La seconda parte della serata invece è dedicata lla musica dei Sabri Brothers Qawwali, due musicisti che per la loro bravura sono stati ingaggiati da Peter Gabriel per la sua etichetta la Real Word. I due musicisti hanno poi una caratteristica non da poco, sono buoni amici, nulla di strano direte voi, solo che uno è indiano e l'altro è pakistano. A vederli lì sul palco uno accanto all'altro sorridenti e affiatati viene da pensare che forse un giorno davvero non ci saranno più guerre e tutti potremmo vivere nel rispetto reciproco.

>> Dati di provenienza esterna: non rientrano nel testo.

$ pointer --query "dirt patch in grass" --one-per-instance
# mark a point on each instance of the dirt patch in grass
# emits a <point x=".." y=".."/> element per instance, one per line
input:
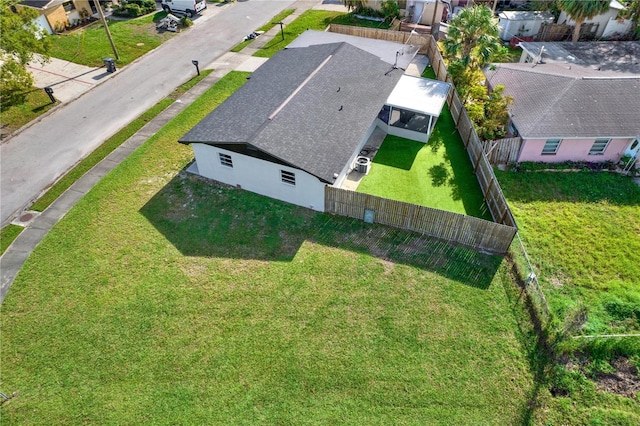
<point x="623" y="381"/>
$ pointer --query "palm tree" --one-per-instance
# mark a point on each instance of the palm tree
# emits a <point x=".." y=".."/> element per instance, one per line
<point x="354" y="5"/>
<point x="473" y="37"/>
<point x="581" y="10"/>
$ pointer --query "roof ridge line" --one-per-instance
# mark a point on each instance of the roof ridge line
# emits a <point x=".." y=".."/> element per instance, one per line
<point x="300" y="87"/>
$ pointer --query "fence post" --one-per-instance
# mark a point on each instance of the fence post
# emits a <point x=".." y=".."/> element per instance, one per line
<point x="475" y="167"/>
<point x="489" y="187"/>
<point x="504" y="214"/>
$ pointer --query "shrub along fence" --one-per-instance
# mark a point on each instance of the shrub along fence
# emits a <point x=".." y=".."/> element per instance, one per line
<point x="491" y="190"/>
<point x="502" y="151"/>
<point x="470" y="231"/>
<point x="420" y="40"/>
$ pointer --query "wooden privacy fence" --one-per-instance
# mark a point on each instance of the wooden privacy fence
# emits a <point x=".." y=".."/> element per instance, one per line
<point x="502" y="151"/>
<point x="470" y="231"/>
<point x="491" y="190"/>
<point x="419" y="40"/>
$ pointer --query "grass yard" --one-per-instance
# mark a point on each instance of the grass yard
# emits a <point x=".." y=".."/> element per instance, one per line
<point x="582" y="231"/>
<point x="11" y="232"/>
<point x="266" y="27"/>
<point x="15" y="115"/>
<point x="133" y="38"/>
<point x="167" y="299"/>
<point x="437" y="174"/>
<point x="309" y="20"/>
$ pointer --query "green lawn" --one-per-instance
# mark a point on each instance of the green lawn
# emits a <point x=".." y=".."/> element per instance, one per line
<point x="166" y="299"/>
<point x="437" y="174"/>
<point x="11" y="232"/>
<point x="266" y="27"/>
<point x="309" y="20"/>
<point x="583" y="235"/>
<point x="133" y="38"/>
<point x="15" y="115"/>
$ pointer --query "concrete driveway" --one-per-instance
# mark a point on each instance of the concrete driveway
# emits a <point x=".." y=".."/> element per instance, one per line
<point x="40" y="154"/>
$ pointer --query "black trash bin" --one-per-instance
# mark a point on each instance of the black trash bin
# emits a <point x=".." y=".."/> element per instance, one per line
<point x="110" y="64"/>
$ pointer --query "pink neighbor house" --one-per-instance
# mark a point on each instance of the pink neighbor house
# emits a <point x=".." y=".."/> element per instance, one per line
<point x="574" y="101"/>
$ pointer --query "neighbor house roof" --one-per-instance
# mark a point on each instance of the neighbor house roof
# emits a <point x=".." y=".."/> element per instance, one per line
<point x="525" y="15"/>
<point x="617" y="56"/>
<point x="308" y="107"/>
<point x="391" y="52"/>
<point x="41" y="4"/>
<point x="569" y="104"/>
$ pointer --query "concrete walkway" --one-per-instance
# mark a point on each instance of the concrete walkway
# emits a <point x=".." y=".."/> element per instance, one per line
<point x="37" y="224"/>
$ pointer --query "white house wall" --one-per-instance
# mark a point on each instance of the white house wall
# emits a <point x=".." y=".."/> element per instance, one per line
<point x="41" y="22"/>
<point x="601" y="20"/>
<point x="522" y="28"/>
<point x="260" y="176"/>
<point x="615" y="27"/>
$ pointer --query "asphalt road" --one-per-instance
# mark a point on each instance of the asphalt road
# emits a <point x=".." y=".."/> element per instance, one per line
<point x="35" y="158"/>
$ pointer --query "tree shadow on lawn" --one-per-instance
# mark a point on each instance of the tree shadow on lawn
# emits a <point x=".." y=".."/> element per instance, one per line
<point x="204" y="218"/>
<point x="397" y="152"/>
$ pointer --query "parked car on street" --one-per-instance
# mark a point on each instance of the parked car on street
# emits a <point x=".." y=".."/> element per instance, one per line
<point x="187" y="7"/>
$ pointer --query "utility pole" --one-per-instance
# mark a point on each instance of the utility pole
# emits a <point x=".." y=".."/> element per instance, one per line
<point x="281" y="28"/>
<point x="433" y="20"/>
<point x="106" y="27"/>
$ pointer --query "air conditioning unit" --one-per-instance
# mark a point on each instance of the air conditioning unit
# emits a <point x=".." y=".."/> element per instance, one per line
<point x="363" y="164"/>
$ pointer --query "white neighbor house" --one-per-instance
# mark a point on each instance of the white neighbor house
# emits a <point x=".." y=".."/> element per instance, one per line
<point x="303" y="118"/>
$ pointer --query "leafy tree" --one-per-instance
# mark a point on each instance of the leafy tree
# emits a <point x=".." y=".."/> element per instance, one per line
<point x="473" y="37"/>
<point x="390" y="9"/>
<point x="632" y="12"/>
<point x="581" y="10"/>
<point x="473" y="42"/>
<point x="354" y="5"/>
<point x="21" y="40"/>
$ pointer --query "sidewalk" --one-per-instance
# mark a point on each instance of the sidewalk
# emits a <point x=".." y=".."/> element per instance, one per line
<point x="79" y="80"/>
<point x="67" y="79"/>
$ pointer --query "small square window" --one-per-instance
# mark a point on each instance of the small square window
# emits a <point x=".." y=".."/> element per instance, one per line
<point x="551" y="146"/>
<point x="288" y="177"/>
<point x="599" y="146"/>
<point x="226" y="160"/>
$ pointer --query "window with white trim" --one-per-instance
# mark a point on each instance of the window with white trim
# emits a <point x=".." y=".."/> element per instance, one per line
<point x="551" y="146"/>
<point x="288" y="177"/>
<point x="599" y="146"/>
<point x="225" y="160"/>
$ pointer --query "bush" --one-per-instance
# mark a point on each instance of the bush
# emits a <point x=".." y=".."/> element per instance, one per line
<point x="390" y="9"/>
<point x="530" y="166"/>
<point x="367" y="11"/>
<point x="133" y="10"/>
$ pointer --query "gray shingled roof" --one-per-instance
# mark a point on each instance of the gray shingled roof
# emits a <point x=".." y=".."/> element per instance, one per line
<point x="615" y="56"/>
<point x="41" y="4"/>
<point x="551" y="105"/>
<point x="320" y="127"/>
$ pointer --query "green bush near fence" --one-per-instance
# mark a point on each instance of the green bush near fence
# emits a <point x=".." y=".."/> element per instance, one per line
<point x="163" y="296"/>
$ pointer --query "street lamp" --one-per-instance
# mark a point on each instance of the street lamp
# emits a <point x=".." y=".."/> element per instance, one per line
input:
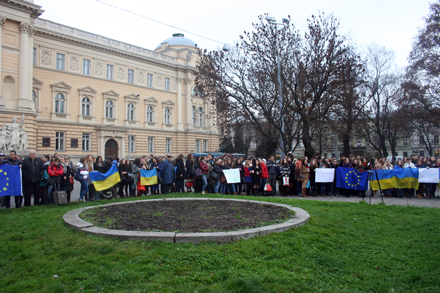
<point x="129" y="135"/>
<point x="272" y="20"/>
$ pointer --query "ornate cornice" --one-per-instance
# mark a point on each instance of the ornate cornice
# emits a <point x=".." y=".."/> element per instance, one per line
<point x="34" y="10"/>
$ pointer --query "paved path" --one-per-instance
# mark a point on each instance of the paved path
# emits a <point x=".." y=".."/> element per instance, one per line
<point x="434" y="203"/>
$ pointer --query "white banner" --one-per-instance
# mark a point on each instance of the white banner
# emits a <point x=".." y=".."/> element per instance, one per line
<point x="324" y="175"/>
<point x="232" y="175"/>
<point x="428" y="175"/>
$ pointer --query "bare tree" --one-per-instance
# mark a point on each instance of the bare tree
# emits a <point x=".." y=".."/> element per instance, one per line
<point x="312" y="70"/>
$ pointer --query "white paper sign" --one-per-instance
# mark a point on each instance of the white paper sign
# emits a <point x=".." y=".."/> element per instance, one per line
<point x="323" y="175"/>
<point x="232" y="175"/>
<point x="428" y="175"/>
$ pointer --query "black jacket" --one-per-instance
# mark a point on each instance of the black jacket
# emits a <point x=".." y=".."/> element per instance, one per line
<point x="32" y="170"/>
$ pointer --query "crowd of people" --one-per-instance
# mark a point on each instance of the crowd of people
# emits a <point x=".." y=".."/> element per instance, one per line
<point x="41" y="176"/>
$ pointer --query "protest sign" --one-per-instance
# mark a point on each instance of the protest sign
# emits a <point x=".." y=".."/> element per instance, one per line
<point x="324" y="175"/>
<point x="428" y="175"/>
<point x="232" y="175"/>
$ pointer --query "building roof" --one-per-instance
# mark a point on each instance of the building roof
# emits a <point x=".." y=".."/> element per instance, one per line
<point x="178" y="40"/>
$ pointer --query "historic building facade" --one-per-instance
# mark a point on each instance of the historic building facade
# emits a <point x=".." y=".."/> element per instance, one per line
<point x="84" y="93"/>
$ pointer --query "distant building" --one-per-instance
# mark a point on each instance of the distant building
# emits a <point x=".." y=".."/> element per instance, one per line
<point x="78" y="90"/>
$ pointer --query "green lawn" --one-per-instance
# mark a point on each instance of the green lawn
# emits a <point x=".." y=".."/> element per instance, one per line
<point x="345" y="247"/>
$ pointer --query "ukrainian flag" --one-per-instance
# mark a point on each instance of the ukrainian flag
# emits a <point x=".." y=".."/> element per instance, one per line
<point x="148" y="177"/>
<point x="403" y="178"/>
<point x="107" y="180"/>
<point x="10" y="180"/>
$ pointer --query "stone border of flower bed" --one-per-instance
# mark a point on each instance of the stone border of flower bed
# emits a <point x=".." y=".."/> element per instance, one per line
<point x="73" y="220"/>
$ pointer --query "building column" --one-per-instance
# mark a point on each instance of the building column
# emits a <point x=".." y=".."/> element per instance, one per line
<point x="188" y="104"/>
<point x="2" y="21"/>
<point x="24" y="101"/>
<point x="179" y="104"/>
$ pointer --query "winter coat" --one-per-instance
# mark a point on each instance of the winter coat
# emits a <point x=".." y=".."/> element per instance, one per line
<point x="168" y="172"/>
<point x="32" y="169"/>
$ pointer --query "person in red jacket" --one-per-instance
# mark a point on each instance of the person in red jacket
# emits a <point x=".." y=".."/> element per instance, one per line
<point x="55" y="171"/>
<point x="264" y="175"/>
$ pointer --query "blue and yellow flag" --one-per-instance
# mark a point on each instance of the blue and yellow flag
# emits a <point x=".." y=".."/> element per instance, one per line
<point x="349" y="178"/>
<point x="403" y="178"/>
<point x="10" y="180"/>
<point x="148" y="177"/>
<point x="107" y="180"/>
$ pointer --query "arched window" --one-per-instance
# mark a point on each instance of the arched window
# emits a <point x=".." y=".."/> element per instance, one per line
<point x="85" y="106"/>
<point x="130" y="111"/>
<point x="194" y="116"/>
<point x="34" y="99"/>
<point x="167" y="117"/>
<point x="109" y="109"/>
<point x="200" y="117"/>
<point x="59" y="103"/>
<point x="150" y="112"/>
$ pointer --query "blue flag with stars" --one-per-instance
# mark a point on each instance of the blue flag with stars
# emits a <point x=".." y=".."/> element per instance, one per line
<point x="349" y="178"/>
<point x="10" y="180"/>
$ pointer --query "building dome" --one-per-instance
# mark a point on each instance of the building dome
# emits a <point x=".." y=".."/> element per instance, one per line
<point x="178" y="40"/>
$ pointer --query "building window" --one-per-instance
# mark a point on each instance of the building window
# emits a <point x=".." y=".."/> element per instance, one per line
<point x="150" y="112"/>
<point x="130" y="112"/>
<point x="150" y="80"/>
<point x="197" y="145"/>
<point x="86" y="66"/>
<point x="200" y="117"/>
<point x="168" y="145"/>
<point x="130" y="76"/>
<point x="59" y="103"/>
<point x="85" y="106"/>
<point x="34" y="56"/>
<point x="86" y="142"/>
<point x="194" y="116"/>
<point x="109" y="109"/>
<point x="59" y="141"/>
<point x="60" y="61"/>
<point x="151" y="144"/>
<point x="34" y="99"/>
<point x="167" y="118"/>
<point x="109" y="71"/>
<point x="131" y="144"/>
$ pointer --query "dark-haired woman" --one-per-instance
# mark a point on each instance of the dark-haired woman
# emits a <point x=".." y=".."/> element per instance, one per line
<point x="256" y="174"/>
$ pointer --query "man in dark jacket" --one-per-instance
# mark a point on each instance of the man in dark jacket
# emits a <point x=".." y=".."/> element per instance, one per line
<point x="32" y="170"/>
<point x="168" y="172"/>
<point x="272" y="169"/>
<point x="12" y="160"/>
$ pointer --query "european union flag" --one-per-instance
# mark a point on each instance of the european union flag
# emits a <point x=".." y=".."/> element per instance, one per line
<point x="349" y="178"/>
<point x="10" y="180"/>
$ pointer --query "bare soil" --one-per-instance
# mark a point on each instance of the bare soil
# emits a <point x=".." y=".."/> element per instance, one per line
<point x="186" y="216"/>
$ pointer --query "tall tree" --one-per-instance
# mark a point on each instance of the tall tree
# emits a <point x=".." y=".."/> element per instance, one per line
<point x="312" y="70"/>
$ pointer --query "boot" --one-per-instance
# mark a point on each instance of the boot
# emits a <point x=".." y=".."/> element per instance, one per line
<point x="304" y="192"/>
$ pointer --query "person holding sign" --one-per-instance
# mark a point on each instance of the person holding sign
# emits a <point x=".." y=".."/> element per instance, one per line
<point x="256" y="173"/>
<point x="284" y="176"/>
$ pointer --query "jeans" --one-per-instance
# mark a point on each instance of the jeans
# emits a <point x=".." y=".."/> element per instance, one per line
<point x="84" y="189"/>
<point x="216" y="185"/>
<point x="205" y="182"/>
<point x="179" y="185"/>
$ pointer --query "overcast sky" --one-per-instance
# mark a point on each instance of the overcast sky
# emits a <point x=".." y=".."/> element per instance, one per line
<point x="390" y="23"/>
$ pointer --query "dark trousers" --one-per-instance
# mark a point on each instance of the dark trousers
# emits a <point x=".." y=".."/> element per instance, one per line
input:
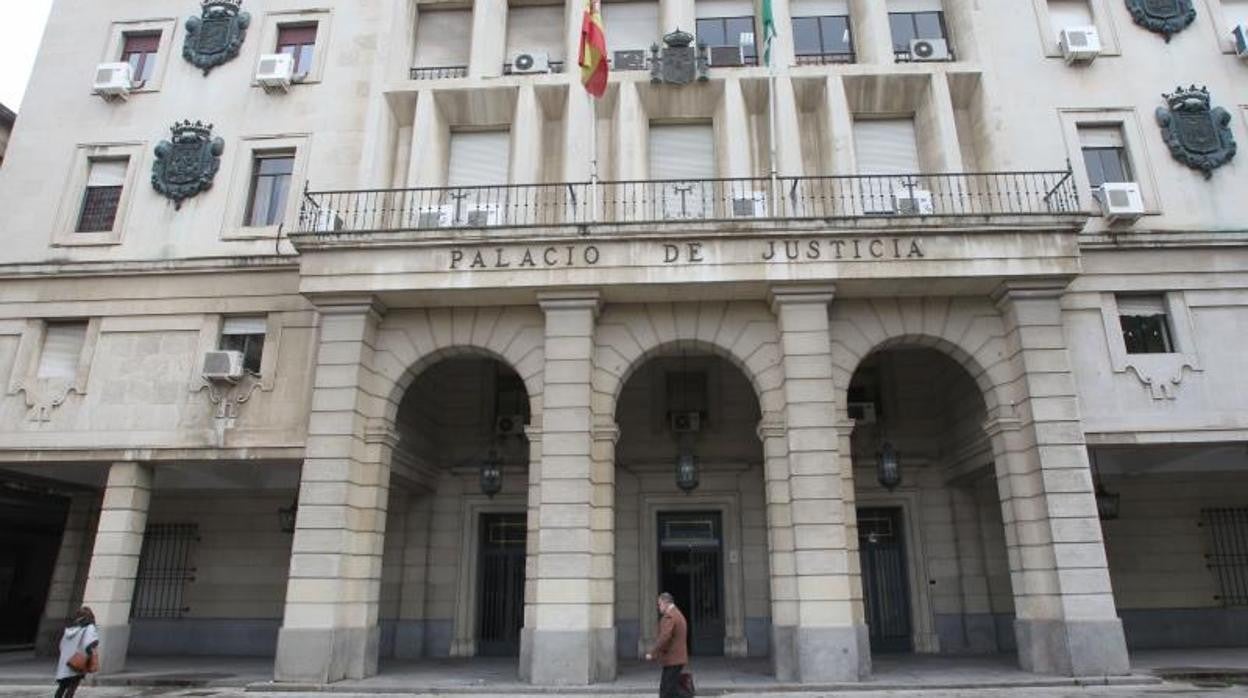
<point x="669" y="684"/>
<point x="66" y="687"/>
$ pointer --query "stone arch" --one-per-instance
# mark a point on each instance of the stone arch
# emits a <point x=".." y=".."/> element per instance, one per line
<point x="411" y="341"/>
<point x="970" y="331"/>
<point x="744" y="334"/>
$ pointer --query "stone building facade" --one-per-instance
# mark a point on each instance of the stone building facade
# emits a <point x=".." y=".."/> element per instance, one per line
<point x="484" y="320"/>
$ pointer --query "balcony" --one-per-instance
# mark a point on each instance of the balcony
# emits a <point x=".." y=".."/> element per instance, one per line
<point x="682" y="201"/>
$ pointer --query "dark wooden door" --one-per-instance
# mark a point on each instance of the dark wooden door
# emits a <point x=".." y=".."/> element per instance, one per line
<point x="881" y="550"/>
<point x="501" y="584"/>
<point x="692" y="570"/>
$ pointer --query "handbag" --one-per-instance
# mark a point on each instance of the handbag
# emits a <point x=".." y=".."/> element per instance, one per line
<point x="85" y="663"/>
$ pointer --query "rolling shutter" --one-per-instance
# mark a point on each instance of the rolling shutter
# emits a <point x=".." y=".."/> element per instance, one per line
<point x="683" y="151"/>
<point x="63" y="346"/>
<point x="633" y="25"/>
<point x="886" y="146"/>
<point x="478" y="157"/>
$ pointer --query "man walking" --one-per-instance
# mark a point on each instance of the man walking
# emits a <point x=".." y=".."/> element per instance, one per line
<point x="672" y="647"/>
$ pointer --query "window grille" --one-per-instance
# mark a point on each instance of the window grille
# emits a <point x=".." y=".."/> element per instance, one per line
<point x="1228" y="552"/>
<point x="165" y="570"/>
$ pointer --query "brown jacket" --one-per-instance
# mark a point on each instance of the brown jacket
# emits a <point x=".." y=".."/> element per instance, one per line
<point x="672" y="646"/>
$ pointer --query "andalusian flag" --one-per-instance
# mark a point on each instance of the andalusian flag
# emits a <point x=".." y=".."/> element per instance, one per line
<point x="593" y="50"/>
<point x="769" y="31"/>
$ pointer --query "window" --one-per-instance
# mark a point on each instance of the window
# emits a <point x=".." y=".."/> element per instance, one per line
<point x="104" y="182"/>
<point x="297" y="40"/>
<point x="1145" y="327"/>
<point x="729" y="31"/>
<point x="270" y="187"/>
<point x="245" y="335"/>
<point x="1105" y="155"/>
<point x="478" y="159"/>
<point x="823" y="39"/>
<point x="907" y="26"/>
<point x="139" y="49"/>
<point x="61" y="351"/>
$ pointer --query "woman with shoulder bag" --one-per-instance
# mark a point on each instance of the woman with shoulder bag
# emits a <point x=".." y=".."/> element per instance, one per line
<point x="80" y="644"/>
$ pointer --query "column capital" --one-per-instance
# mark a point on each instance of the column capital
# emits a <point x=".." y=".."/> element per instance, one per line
<point x="570" y="299"/>
<point x="821" y="294"/>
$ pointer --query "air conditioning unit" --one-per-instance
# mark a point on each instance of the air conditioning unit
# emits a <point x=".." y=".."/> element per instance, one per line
<point x="114" y="80"/>
<point x="433" y="216"/>
<point x="531" y="61"/>
<point x="1080" y="44"/>
<point x="929" y="50"/>
<point x="912" y="202"/>
<point x="1239" y="38"/>
<point x="327" y="220"/>
<point x="509" y="425"/>
<point x="628" y="60"/>
<point x="275" y="71"/>
<point x="222" y="366"/>
<point x="482" y="216"/>
<point x="1120" y="201"/>
<point x="685" y="422"/>
<point x="861" y="412"/>
<point x="720" y="56"/>
<point x="753" y="206"/>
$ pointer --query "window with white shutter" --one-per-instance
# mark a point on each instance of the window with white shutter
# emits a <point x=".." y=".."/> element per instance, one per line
<point x="886" y="146"/>
<point x="63" y="347"/>
<point x="478" y="159"/>
<point x="443" y="38"/>
<point x="634" y="26"/>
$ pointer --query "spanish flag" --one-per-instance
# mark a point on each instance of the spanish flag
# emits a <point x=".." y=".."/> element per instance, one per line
<point x="593" y="50"/>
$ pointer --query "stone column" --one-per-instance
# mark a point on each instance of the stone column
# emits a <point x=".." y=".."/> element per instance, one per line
<point x="830" y="641"/>
<point x="119" y="541"/>
<point x="65" y="593"/>
<point x="330" y="631"/>
<point x="572" y="641"/>
<point x="1066" y="622"/>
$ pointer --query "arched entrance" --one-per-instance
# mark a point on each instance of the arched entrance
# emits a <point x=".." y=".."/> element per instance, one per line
<point x="930" y="533"/>
<point x="457" y="532"/>
<point x="690" y="505"/>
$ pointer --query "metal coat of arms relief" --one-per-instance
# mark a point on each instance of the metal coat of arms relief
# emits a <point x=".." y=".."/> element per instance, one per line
<point x="187" y="162"/>
<point x="679" y="61"/>
<point x="215" y="36"/>
<point x="1163" y="16"/>
<point x="1197" y="135"/>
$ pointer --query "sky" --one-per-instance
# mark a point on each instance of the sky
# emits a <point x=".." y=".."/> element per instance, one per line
<point x="20" y="33"/>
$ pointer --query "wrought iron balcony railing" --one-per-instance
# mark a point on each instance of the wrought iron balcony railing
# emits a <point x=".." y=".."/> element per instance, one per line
<point x="655" y="201"/>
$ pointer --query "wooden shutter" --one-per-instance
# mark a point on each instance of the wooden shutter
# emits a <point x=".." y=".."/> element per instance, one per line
<point x="684" y="151"/>
<point x="478" y="157"/>
<point x="443" y="38"/>
<point x="63" y="346"/>
<point x="886" y="146"/>
<point x="633" y="25"/>
<point x="1066" y="14"/>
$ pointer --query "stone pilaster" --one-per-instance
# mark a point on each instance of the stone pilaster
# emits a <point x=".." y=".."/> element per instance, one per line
<point x="1066" y="622"/>
<point x="829" y="639"/>
<point x="330" y="631"/>
<point x="65" y="592"/>
<point x="572" y="641"/>
<point x="119" y="541"/>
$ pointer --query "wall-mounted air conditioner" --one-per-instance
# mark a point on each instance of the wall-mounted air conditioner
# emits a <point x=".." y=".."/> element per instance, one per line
<point x="275" y="71"/>
<point x="1121" y="201"/>
<point x="929" y="50"/>
<point x="222" y="366"/>
<point x="114" y="80"/>
<point x="1080" y="44"/>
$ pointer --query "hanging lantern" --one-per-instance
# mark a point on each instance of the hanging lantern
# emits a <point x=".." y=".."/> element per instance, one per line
<point x="286" y="516"/>
<point x="492" y="475"/>
<point x="687" y="471"/>
<point x="889" y="466"/>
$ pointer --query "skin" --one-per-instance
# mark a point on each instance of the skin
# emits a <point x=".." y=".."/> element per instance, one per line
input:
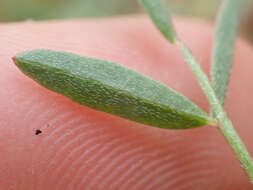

La musica che ho ascoltato è molto affascinante ma sinceramente difficile. Il Qawwali leggo che che trattasi di un canto devozionale pakistano, lontano anni luce dal nostro modo di intendere il canto. Il tutto è accompagnato dall'harmonium (una sorta di fisarmonica) e da un tamburo. Difficile dicevo, per quale motivo? Per la lingua a noi assolutamente estranea e incomprensibile e per il significato religioso di quei canti che noi non credo potremmo mai capire per la totale ignoranza che abbiamo verso la cultura e la religione araba in generale. Nonostante tutto però il pubblico ha apprezzato molto e si è lasciato trasportare con vero interesse fino alla fine del concerto. Mi spiace non potervi dare altre informazioni ma preferisco tacere che dire stupidagini, in rete non ho trovato nulla e la mia ignoranza in fatto di cultura araba non mi ha aiutato.
Di una cosa sono comunque sicuro, assistendo a queste due serate mi sono reso conto di quanto siano diversi i percorsi culturali della nostra razza e di quanto ci ignoriamo reciprocamente. A noi magari affascinano i loro costumi e le loro usanze e viceversa ma ci fermiamo alle apparenze. Dovremmo capirci a fondo invece. E convivere pacificamente.

Voglio chiudere ringraziando l'organizzazione per la pazienza e la disponibilità dimostratami, vi assicuro che sono delle mosche bianche rispetto alla normalità, solo per questo andrebbero sostenuti e incoraggiati a continuare.

Vi saluto e vi dò appuntamento alla prossima serata a cui assisterò.